Dans une décision inédite du 20 mars 2025 (TJ de Marseille, 1ʳᵉ ch. civ., 20 mars 2025, RG 23/00046), la première chambre civile du Tribunal judiciaire de Marseille a rendu une décision reconnaissant la valeur probante d’un ancrage de fichiers dans la blockchain pour sa fonction d’horodatage et de conservation à l’occasion d’un litige en contrefaçon de droits d’auteur.
Jusqu’à cette décision, les solutions jurisprudentielles françaises se sont faites rares sur la question. Il s’agit là de la première décision des juridictions civiles françaises qui se positionne en faveur de la reconnaissance de la blockchain en tant que mode de preuve recevable en matière de propriété intellectuelle, dès lors qu’elle garantit l’intégrité et l’antériorité d’une œuvre.

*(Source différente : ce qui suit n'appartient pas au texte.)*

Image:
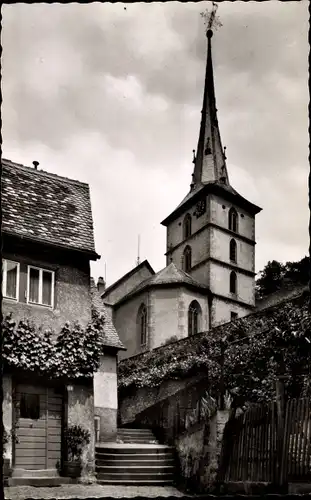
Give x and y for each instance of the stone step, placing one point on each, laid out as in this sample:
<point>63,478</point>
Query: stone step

La blockchain pourrait ainsi devenir un outil probatoire stratégique dans la digitalisation de la protection des droits de propriété intellectuelle en cas de contentieux.
Une telle évolution dans notre droit positif pourrait inciter les acteurs de l’innovation à investir dans cette technologie prometteuse, notamment dans un contexte de protection des créations assistée par intelligence artificielle.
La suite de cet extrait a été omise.